Outlook: what to watch next
As the holiday-shortened week progresses, the focus will remain on participation and leadership under a steady-rate regime. Key items we are watching:
- Follow-through in breadth: whether today’s large-cap leadership broadens to small caps (IWM) into the final sessions of the year.
- Rates into year-end: the 10-year near 4.16% and the shape of the 2s–10s curve; sustained re-steepening could re-rate financials (XLF) relative to higher-duration equities.
- Metals momentum: GLD and SLV leadership and whether broad commodities (DBC) confirm the bid, especially with UNG’s outsized daily move.
- Sector catalysts: integration and spending signals around AI and cybersecurity following the ServiceNow–Armis deal; how that narrative influences XLK.
- Consumer durability: with 4.3% Q3 growth anchored by spending, any late-December reads on consumer behavior will matter for positioning in discretionary vs. staples, even though we do not have those sector ETFs in today’s quotes.
Risks
- Growth downshift: The strong Q3 print may not be repeated in Q4 given prior disruptions; any softening could narrow the path for earnings resilience.
- Rate volatility: A renewed rise in long-end yields would pressure duration-sensitive assets and could weigh on QQQ and parts of SPY.
- Policy and regulatory uncertainty: The offshore wind pause illustrates headline risk for the energy transition; similar shifts could alter capital spending plans across sectors.
- Commodity shocks: Rapid gains in natural gas or oil could tighten financial conditions and complicate the disinflation narrative even as medium-term expectations stay anchored.

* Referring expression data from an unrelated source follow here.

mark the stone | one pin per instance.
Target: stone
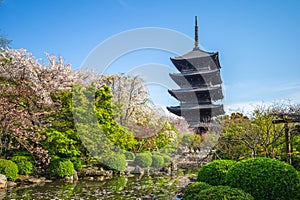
(138, 170)
(75, 176)
(69, 179)
(173, 166)
(3, 181)
(11, 184)
(2, 193)
(34, 180)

- Liquidity and seasonality: Thin year-end liquidity can amplify moves in both directions, potentially exaggerating intraday swings and causing false breakouts/breakdowns.
Bottom line
Today’s midday tape reflects a market balancing constructive growth data with a still-elevated but stable rate environment. Large caps are modestly higher, small caps lag, and metals are leading with conviction. Inflation expectations remain anchored at the 5- to 10-year horizons, which helps risk assets absorb a 10-year yield around 4.16% without derailing the year-end tone. Into the final sessions of 2025, participation breadth, rates, and commodities will set the tone for whether a late “Santa Claus” lift materializes or year-end positioning keeps returns range-bound.